Avoiding Data Skew - Best Practice

posted Dec 4, 2012, 12:54 PM by Sachi Ojha
 Set up even data distribution when you create a table by using a DISTRIBUTED BY clause in the CREATE TABLE statement. Setting the DISTRIBUTED BY based on the unique or primary key, or a key that is relatively unique, is an easy way to avoid skew.  You can use the distributed by clause in an ALTER TABLE statement to change distribution in an existing table.

1. You can specify more than one distribution column with a clause like DISTRIBUTED BY (prod_id, name, company_id). If the combined columns are unique or nearly so, even distribution is guaranteed.  Otherwise use your knowledge of the data to pick a distribution key that will not have skew.

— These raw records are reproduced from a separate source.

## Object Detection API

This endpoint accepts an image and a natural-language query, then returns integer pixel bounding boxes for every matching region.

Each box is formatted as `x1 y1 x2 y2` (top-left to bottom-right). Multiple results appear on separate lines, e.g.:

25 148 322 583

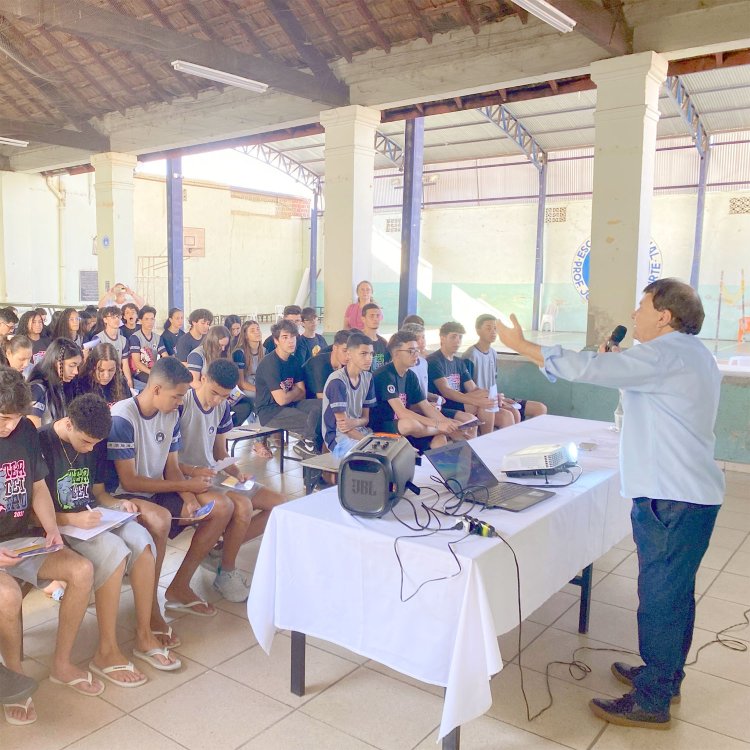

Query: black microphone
604 326 628 352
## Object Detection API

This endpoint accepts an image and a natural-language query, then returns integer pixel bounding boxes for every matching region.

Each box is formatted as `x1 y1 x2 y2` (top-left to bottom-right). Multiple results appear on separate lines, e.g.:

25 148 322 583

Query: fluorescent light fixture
171 60 268 94
513 0 576 34
0 136 29 148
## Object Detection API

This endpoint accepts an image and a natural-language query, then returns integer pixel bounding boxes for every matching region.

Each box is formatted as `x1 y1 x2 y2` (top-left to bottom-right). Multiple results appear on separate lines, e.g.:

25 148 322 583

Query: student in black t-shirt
362 302 391 372
427 322 497 434
174 307 214 362
39 393 180 687
302 328 352 399
255 320 323 458
370 331 466 451
297 307 328 365
0 367 104 724
161 307 185 357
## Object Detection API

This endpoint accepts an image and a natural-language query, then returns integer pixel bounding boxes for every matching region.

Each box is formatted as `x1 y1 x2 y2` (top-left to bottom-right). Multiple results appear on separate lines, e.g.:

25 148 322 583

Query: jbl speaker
338 432 415 518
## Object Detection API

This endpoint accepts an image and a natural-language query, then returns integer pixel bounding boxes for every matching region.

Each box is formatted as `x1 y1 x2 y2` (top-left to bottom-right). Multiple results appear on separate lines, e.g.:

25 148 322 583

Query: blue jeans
630 497 721 712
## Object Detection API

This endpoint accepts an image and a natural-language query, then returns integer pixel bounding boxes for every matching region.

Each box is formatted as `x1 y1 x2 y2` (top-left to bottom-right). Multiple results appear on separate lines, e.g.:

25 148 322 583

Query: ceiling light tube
513 0 576 34
171 60 268 94
0 136 29 148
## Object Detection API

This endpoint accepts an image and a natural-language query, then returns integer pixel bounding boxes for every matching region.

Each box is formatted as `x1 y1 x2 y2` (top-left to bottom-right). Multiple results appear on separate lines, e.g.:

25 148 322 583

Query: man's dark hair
346 331 372 349
67 393 112 440
206 357 240 390
0 367 31 414
0 307 18 325
388 332 417 352
474 313 497 331
271 320 299 341
333 328 355 346
148 357 193 388
643 279 706 336
440 320 466 336
188 307 214 325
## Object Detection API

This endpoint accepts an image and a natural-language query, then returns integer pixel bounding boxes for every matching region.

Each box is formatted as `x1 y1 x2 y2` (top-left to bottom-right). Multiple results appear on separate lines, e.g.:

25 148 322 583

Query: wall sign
570 238 664 300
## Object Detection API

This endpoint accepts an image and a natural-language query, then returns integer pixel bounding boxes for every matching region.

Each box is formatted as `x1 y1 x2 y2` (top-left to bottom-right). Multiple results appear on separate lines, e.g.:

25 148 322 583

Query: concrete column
91 152 138 294
586 52 667 345
320 105 382 331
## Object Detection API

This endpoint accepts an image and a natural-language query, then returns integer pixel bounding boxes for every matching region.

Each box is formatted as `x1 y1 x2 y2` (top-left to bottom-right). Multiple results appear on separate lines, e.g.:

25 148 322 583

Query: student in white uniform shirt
179 359 284 602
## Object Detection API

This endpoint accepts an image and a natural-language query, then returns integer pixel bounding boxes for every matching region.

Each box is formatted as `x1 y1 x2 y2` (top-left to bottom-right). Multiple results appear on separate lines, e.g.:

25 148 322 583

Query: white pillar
320 105 380 331
91 152 138 294
586 52 667 345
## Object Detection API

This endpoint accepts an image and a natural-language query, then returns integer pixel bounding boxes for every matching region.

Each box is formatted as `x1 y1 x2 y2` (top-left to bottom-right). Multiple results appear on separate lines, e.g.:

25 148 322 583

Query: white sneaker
214 568 250 602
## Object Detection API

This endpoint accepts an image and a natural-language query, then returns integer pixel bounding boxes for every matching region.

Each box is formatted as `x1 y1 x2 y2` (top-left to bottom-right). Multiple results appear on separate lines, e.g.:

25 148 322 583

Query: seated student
255 320 322 458
427 323 496 437
297 307 328 365
29 339 83 427
16 310 49 364
161 307 185 357
120 302 140 341
263 305 302 356
232 320 273 438
224 315 242 352
174 307 214 362
302 328 352 399
73 344 131 407
128 305 167 383
52 307 83 346
39 393 180 687
0 307 18 341
91 305 133 388
370 331 466 451
0 334 31 372
179 359 284 602
0 367 104 725
323 331 377 458
107 357 232 624
362 302 391 372
464 314 547 428
185 326 230 388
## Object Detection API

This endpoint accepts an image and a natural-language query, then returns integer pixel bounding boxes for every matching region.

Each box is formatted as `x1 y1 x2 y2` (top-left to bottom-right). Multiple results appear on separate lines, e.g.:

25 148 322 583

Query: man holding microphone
497 279 724 729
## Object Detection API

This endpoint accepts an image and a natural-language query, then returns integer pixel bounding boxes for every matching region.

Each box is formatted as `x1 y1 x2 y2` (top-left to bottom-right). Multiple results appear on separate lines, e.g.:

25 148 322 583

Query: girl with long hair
0 334 31 372
232 320 273 458
16 310 50 364
185 326 230 388
75 344 130 407
161 307 185 357
52 307 83 346
28 339 83 427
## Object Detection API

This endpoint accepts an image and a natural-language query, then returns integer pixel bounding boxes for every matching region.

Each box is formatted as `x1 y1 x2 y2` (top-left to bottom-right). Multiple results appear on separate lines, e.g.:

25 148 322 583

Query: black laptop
425 440 555 512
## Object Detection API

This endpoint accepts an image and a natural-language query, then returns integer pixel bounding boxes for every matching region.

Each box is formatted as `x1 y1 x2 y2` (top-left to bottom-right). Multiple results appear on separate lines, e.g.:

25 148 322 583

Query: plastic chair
539 302 557 333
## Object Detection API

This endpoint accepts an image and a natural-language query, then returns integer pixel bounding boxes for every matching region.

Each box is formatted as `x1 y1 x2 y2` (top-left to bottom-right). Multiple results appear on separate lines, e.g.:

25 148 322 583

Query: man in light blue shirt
497 279 724 729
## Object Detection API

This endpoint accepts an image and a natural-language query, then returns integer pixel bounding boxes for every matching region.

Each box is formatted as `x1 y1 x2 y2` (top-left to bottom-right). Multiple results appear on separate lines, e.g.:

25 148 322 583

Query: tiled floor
0 450 750 750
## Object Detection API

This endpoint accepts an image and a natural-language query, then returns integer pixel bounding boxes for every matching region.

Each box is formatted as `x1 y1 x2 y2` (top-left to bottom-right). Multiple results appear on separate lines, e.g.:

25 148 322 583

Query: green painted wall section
498 355 750 464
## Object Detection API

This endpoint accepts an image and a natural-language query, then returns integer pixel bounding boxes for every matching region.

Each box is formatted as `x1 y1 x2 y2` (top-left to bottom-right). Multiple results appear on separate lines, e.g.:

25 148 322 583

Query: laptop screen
425 440 497 489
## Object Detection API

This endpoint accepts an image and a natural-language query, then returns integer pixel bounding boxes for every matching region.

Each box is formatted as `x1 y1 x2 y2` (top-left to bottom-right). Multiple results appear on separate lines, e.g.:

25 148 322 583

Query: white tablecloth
247 416 630 737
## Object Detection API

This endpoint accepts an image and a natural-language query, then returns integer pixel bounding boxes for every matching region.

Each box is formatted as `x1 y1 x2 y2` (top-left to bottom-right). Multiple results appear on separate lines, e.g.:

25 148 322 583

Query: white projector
501 443 578 477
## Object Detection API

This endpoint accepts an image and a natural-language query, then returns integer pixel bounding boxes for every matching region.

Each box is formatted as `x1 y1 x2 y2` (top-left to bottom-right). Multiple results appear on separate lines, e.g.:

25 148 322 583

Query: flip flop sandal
151 625 182 648
3 698 37 727
89 661 148 687
133 648 182 672
49 672 104 698
164 599 219 617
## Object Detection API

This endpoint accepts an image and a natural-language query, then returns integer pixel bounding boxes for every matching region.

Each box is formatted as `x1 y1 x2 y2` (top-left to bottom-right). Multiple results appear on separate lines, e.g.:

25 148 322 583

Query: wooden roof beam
0 118 110 154
550 0 633 55
0 0 349 106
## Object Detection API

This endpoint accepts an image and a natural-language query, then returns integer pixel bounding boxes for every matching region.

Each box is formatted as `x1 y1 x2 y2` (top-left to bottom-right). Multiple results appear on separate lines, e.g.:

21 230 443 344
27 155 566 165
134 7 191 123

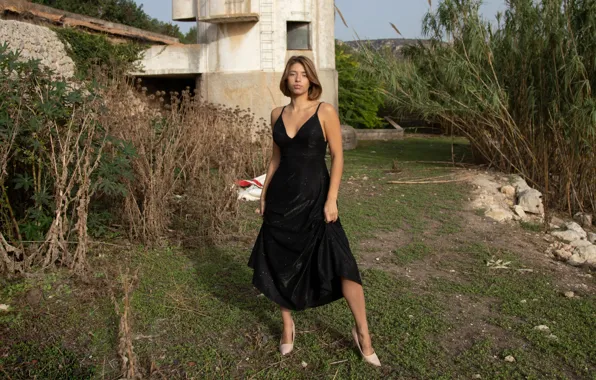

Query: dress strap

2. With no DISTRIBUTED clause,  the distribution key defaults to the PRIMARY KEY or UNIQUE constraint on the table.  If neither constraint is specified the first column of the table is the 
default distribution key. If that column is not suitable, data skews will occur.  In that case you need to explicitly set the DISTRIBUTED BY to a column or set of columns that will distribute evenly. 

3. If you cannot figure out a combination of columns that will distribute without skew, using the DISTRIBUTED RANDOMLY clause  will distribute the data randomly and evenly. 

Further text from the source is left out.